RE: Eigen 3.3 vs 3.2 Performance (was RE: [eigen] 3.3-beta2 released!)

[ Thread Index | Date Index | More lists.tuxfamily.org/eigen Archives ]


Hello again,

I've been trying to understand a bit better what is happening with the performance regression I'm seeing, and at the moment I am under the impression that Eigen-3.3 makes it harder (impossible?) for gcc to recognize when no aliasing is happening.

I've further reduced my original example to essentially the following loop  (see eigen_bench3.cpp for a self-contained version).
  using Vec          = Eigen::Matrix<double, 2, 1>;
  Vec sum = Vec::Zero();
  for (int i = 0; i < num; ++i)
  {
    const Vec dirA = sum;
    const Vec dirB = dirA;

    sum += dirA.dot(dirB) * dirA;
  }

When using Eigen-3.3, gcc-8 always spills back to memory when evaluating the expression, whereas when using Eigen-3.2 the loop runs completely without spilling.
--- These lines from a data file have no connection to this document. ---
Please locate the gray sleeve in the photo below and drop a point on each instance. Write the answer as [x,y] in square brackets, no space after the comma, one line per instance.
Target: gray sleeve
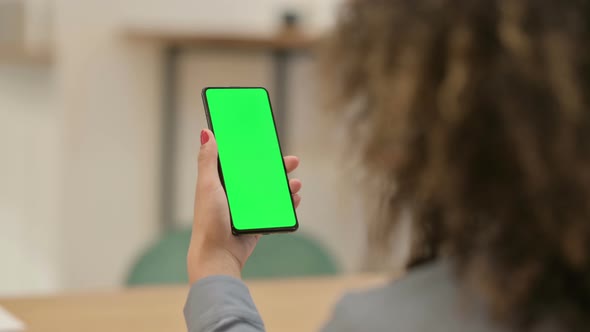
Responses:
[221,304]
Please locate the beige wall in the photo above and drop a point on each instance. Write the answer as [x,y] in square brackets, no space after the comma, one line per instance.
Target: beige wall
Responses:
[29,179]
[91,177]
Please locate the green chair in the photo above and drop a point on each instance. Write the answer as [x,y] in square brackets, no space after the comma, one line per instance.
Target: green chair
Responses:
[164,262]
[289,255]
[276,256]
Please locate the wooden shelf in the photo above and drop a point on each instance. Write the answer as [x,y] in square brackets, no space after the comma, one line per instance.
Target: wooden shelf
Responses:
[286,41]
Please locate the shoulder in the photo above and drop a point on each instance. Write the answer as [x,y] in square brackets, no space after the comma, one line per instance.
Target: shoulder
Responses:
[426,299]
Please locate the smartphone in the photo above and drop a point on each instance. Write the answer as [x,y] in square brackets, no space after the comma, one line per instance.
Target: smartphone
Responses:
[251,166]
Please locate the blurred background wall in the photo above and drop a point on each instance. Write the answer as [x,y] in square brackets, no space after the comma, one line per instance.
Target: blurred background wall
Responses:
[81,132]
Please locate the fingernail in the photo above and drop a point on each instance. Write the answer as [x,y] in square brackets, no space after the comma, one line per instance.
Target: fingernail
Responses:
[204,137]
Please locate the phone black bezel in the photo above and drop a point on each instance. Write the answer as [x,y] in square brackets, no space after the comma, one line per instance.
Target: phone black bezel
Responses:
[236,231]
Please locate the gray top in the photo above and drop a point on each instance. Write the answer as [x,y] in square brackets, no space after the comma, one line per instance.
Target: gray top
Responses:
[427,299]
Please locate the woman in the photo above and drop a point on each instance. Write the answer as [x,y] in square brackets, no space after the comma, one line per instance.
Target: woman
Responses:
[476,116]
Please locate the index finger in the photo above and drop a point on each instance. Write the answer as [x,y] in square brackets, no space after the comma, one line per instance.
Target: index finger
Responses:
[291,163]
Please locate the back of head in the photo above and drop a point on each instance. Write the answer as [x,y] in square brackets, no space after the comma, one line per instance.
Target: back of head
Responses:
[475,118]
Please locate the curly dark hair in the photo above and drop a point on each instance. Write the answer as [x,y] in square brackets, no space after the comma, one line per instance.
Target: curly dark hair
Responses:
[475,119]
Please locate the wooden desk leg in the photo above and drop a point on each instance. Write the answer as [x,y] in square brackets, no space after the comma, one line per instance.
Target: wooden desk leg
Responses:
[168,136]
[281,58]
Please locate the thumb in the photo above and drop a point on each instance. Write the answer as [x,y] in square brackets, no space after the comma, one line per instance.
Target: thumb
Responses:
[207,161]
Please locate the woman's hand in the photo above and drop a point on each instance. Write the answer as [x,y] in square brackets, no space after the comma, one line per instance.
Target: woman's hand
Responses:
[214,249]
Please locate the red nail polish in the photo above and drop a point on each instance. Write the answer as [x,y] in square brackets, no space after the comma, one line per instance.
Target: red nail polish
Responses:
[204,137]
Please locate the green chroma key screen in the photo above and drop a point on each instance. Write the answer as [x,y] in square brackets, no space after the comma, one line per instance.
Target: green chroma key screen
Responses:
[251,162]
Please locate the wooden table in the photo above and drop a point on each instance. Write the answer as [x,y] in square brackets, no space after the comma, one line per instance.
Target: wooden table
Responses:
[285,305]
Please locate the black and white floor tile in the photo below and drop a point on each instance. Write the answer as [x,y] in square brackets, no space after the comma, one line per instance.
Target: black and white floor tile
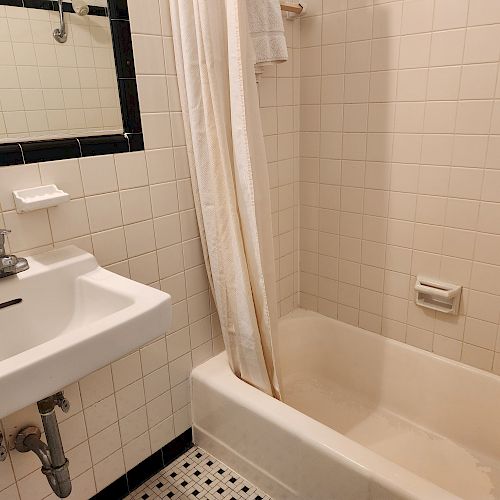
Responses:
[196,475]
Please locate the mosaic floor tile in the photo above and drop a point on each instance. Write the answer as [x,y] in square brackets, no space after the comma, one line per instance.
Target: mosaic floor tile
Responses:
[197,475]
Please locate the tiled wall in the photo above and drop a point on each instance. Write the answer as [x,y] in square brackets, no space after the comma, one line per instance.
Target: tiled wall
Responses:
[135,212]
[49,89]
[400,167]
[279,90]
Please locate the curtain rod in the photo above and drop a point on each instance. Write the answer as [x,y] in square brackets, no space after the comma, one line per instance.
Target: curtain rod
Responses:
[295,8]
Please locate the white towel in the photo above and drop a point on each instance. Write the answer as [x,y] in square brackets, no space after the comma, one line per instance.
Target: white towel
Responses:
[267,31]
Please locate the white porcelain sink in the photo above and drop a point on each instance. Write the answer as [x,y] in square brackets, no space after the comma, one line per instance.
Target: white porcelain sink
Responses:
[74,318]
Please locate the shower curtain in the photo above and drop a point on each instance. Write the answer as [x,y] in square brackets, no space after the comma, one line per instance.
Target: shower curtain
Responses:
[215,68]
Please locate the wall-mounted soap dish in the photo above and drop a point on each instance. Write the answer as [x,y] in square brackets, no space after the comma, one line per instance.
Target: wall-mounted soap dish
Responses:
[437,295]
[39,197]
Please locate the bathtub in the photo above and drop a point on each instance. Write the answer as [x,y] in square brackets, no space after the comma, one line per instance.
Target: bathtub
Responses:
[362,417]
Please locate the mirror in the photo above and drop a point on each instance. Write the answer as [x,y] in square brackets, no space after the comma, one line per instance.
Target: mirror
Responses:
[50,89]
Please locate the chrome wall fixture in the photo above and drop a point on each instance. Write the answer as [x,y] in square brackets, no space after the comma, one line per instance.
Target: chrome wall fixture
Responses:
[3,450]
[60,33]
[79,7]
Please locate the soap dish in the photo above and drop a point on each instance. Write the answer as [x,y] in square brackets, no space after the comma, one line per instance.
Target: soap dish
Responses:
[39,197]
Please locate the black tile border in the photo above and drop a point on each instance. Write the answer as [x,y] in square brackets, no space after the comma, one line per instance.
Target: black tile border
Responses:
[130,481]
[94,10]
[24,152]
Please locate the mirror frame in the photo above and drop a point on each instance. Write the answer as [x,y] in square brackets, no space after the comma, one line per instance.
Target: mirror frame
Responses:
[32,151]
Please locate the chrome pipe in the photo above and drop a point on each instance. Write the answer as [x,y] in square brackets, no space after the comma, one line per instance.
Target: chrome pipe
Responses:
[60,33]
[55,465]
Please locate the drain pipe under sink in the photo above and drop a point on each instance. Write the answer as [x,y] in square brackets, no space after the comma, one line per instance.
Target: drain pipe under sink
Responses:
[55,465]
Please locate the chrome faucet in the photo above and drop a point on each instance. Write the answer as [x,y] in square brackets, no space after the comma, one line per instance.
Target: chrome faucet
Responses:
[10,264]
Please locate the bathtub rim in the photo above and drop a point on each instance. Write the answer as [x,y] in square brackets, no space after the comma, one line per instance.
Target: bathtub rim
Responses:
[216,374]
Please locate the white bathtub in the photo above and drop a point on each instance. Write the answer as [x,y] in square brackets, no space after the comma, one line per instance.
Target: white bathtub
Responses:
[363,417]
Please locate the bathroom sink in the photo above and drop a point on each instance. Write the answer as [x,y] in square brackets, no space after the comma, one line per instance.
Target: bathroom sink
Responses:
[66,317]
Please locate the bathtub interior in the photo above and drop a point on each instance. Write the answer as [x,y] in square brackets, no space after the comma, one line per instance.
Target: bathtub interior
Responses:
[415,409]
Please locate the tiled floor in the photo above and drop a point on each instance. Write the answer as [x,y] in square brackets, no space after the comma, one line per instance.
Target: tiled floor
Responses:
[197,475]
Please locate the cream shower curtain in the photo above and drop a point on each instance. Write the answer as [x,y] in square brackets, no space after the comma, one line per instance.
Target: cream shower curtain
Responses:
[215,67]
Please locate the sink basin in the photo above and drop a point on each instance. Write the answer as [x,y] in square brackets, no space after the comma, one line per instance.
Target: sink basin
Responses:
[66,317]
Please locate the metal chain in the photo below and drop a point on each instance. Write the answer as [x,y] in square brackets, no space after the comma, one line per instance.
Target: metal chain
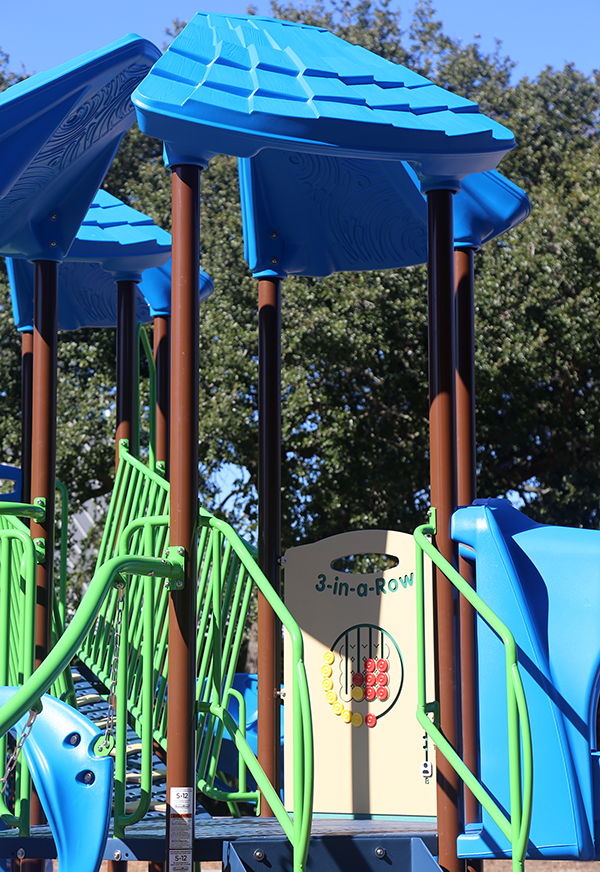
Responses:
[112,696]
[12,760]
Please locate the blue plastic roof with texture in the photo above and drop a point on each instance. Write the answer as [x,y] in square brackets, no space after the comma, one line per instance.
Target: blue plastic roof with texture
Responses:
[313,215]
[59,132]
[122,240]
[236,85]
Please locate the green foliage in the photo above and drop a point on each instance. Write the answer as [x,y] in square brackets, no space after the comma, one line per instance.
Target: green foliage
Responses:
[354,347]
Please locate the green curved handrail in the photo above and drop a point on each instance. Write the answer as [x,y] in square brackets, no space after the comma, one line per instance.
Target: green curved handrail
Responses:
[516,829]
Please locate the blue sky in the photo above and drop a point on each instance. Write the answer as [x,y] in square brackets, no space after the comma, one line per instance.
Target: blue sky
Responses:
[42,34]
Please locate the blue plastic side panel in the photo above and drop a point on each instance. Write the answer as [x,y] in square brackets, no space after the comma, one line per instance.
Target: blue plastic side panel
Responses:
[544,583]
[74,786]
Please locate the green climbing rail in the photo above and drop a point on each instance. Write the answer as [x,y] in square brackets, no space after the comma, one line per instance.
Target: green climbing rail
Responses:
[515,827]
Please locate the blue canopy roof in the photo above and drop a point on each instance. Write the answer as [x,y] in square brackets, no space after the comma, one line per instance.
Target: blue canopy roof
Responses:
[236,85]
[121,239]
[87,294]
[311,214]
[59,132]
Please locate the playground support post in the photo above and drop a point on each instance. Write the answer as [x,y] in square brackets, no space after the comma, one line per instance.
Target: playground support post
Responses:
[181,718]
[442,441]
[464,285]
[269,524]
[26,410]
[126,364]
[162,362]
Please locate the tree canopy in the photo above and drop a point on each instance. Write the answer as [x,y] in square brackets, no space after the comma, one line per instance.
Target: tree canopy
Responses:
[354,352]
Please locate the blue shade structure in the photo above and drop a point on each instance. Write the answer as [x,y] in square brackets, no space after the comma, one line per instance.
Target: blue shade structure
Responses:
[236,85]
[114,243]
[59,132]
[313,215]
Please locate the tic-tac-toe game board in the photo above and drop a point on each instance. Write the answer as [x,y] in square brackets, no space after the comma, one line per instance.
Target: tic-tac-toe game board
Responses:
[371,755]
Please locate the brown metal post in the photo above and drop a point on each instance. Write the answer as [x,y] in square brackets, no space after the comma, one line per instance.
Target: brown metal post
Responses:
[126,363]
[269,523]
[181,720]
[464,285]
[162,360]
[26,410]
[443,498]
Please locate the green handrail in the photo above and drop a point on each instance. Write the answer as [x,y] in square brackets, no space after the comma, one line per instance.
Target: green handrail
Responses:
[515,828]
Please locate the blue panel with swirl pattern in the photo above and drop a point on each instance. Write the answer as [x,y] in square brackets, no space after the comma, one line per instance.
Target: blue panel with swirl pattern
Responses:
[236,85]
[59,131]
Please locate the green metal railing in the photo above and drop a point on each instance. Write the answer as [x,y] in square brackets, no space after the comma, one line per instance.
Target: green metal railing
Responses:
[137,523]
[515,828]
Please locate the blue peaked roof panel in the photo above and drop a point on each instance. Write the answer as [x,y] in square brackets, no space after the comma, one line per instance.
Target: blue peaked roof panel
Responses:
[59,131]
[313,215]
[236,85]
[122,240]
[87,294]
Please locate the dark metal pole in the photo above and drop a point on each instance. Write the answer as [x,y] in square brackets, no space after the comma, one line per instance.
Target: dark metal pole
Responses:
[181,720]
[464,284]
[443,498]
[269,523]
[26,410]
[126,364]
[162,355]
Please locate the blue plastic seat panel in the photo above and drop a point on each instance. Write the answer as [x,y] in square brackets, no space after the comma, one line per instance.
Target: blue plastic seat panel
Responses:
[59,131]
[543,582]
[236,85]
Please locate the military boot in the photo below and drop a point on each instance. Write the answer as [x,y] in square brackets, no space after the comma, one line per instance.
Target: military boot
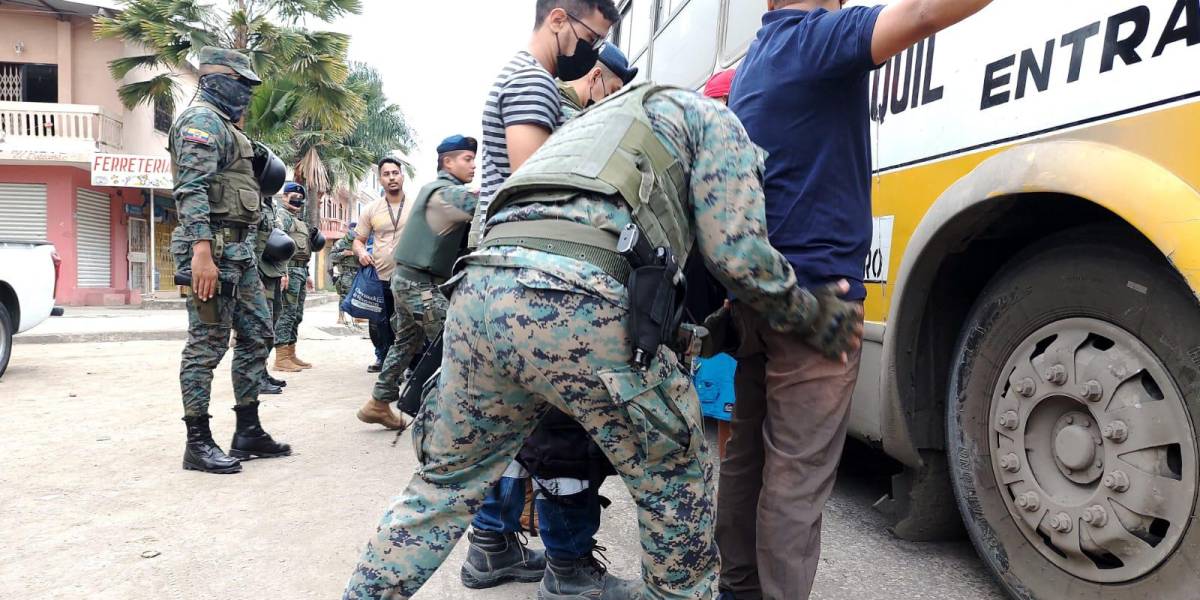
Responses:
[250,441]
[283,360]
[498,558]
[203,454]
[585,579]
[379,413]
[297,359]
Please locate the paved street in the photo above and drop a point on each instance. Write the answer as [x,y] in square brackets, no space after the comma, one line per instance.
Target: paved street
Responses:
[95,504]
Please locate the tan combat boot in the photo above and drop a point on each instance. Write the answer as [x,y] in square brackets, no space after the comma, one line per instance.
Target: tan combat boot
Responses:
[283,360]
[376,412]
[297,360]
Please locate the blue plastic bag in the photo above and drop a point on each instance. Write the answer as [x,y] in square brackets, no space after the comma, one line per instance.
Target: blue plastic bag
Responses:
[366,297]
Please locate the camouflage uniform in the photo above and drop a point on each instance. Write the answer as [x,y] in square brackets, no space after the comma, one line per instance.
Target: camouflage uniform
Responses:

As there should be enough registers available, I assume this is due to "fear of aliasing".

This is independent of vectorization and all the other nice things, it happens with vectorization disabled as well.

Interestingly (?), when I change the size of Vec (from 2) to 1, then the generated code is identical for 3.3 and 3.2.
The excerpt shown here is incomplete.